Control of Environmental Degradation 

Some suggestions to reduce industrial pollution of freshwater are – (a) reusing and recycling the water used for processing (b) rainwater harvesting (c) hot water treatment before releasing it into rivers. Other measures to tackle industrial pollution include – (a) legal regulation of drawing groundwater reserves (b) installing smoke stacks in factories to reduce the emission of particulate matter in the air (c)  substituting coal with oil or gas to reduce smoke emission (d) using noise absorbing materials, fitting silencers and redesigning machinery to reduce noise.

Manufacturing Industries Notes: An Overview of Different Industries

In this chapter, you will learn about the various Indian manufacturing industries and their importance. There are different factors on the basis of which we classify the manufacturing industries, and also determine an ideal industrial location. We study the significance of Indian agro-based and mineral-based industries, comprising the cotton and jute textiles, sugar industry, iron and steel industry, and aluminium smelting. We learn about other significant industries such as the chemical industry, fertiliser, cement, automobile, information technology and electronics industries. Contemporary issues like industrial pollution, its types, the resulting environmental degradation, and suggestions to control it are also covered.

Did You Know? 

The first jute mill was established in 1855 at Rishra near Kolkata.
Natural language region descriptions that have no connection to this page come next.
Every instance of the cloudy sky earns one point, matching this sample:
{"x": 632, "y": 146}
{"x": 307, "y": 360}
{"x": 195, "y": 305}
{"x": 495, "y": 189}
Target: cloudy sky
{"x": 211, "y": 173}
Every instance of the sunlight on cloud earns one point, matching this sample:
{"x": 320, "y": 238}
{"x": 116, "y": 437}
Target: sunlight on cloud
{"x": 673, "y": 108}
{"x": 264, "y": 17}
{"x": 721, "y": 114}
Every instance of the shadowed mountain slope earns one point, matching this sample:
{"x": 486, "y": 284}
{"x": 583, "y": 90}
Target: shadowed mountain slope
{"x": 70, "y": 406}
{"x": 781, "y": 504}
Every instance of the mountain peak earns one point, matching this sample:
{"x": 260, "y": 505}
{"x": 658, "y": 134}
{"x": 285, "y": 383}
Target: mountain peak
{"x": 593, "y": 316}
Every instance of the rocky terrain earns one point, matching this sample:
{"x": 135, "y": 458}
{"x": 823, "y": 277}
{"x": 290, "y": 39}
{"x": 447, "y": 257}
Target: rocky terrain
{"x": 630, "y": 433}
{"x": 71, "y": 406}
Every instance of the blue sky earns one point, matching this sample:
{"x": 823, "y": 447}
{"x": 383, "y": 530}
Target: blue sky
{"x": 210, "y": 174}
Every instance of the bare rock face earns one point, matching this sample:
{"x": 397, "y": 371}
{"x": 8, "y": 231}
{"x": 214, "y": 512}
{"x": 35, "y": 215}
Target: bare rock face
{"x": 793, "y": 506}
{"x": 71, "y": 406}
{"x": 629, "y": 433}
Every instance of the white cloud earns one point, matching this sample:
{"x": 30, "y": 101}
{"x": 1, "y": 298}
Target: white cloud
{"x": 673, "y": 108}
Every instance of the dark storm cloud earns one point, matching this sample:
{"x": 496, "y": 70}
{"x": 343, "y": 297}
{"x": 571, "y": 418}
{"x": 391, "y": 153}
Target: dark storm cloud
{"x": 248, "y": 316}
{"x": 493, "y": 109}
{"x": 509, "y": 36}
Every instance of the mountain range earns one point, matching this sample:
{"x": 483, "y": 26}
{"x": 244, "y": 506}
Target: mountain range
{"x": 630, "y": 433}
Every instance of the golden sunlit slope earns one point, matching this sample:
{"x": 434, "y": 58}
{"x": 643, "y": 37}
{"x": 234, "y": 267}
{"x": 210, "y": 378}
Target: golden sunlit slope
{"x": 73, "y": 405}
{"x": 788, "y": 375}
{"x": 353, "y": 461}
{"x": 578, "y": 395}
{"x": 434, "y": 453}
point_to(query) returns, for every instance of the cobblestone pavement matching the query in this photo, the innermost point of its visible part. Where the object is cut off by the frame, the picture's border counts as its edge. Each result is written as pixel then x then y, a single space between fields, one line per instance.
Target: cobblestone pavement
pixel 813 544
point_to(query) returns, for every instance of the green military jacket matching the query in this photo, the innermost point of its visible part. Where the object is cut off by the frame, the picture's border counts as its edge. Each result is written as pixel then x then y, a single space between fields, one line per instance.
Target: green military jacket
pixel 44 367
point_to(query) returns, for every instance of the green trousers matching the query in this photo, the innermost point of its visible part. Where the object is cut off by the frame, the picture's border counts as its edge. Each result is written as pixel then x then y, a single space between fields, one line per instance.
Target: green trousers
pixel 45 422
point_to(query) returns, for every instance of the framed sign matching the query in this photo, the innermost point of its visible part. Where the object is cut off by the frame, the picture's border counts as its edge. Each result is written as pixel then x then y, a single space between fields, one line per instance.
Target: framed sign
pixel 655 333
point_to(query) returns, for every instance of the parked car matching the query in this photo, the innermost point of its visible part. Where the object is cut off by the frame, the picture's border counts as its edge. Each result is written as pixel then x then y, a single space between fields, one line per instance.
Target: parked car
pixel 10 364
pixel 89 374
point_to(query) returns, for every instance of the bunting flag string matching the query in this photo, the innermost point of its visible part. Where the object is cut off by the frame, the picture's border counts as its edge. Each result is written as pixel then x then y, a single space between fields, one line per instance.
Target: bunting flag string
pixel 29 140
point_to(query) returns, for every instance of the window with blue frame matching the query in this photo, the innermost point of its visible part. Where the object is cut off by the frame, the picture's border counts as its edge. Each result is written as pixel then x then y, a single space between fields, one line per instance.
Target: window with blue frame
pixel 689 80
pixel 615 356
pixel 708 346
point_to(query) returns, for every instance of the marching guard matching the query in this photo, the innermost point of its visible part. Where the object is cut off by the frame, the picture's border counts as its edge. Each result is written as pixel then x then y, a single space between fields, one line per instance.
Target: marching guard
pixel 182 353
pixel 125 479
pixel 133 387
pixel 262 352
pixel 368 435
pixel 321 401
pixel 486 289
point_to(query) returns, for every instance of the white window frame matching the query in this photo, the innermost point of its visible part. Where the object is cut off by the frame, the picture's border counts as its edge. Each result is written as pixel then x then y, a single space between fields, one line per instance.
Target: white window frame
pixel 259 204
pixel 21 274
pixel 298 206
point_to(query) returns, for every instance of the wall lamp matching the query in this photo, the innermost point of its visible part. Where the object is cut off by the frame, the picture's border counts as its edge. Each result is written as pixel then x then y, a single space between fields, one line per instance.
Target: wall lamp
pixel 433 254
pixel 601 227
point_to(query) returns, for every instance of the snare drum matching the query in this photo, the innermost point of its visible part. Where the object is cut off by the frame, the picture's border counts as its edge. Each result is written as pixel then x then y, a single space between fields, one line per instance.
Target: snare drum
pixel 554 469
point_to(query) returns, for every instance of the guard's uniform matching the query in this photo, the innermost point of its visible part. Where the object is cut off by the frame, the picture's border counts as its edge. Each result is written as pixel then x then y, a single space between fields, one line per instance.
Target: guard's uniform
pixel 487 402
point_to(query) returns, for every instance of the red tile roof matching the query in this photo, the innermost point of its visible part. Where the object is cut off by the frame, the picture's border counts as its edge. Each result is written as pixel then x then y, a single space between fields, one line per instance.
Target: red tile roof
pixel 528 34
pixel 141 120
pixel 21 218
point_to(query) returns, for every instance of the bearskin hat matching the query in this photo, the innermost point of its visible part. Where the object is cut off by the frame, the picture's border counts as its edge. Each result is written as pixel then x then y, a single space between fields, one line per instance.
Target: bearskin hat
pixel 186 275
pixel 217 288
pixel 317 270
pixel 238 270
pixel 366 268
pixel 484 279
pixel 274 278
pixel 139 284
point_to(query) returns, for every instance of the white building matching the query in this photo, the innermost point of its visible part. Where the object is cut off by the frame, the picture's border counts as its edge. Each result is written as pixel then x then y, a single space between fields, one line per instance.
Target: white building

Post the 1947 partition, while the jute mills stayed within the Indian territory, three-fourths of the area that produced jute went to Bangladesh.

FAQs (Frequently Asked Questions)

1. What is the importance of manufacturing industries?

These are the reasons why manufacturing industries are important- 

  • Modernisation of agriculture 
  • Employment creation, especially in the secondary and tertiary sectors
  • Expansion of trade and commerce
  • Poverty elimination and development of economy


2. What are the factors that influence industrial location?

Supportive government policies and easy availability of raw materials and resources at least cost determine an ideal industrial location. 

3. What are the different types of agro-based industries?

The different and prevalent types of agro-based industries in India include the cotton and jute textiles, sugar industry, vegetable oil industry, tea industry, coffee industry, and leather goods industry.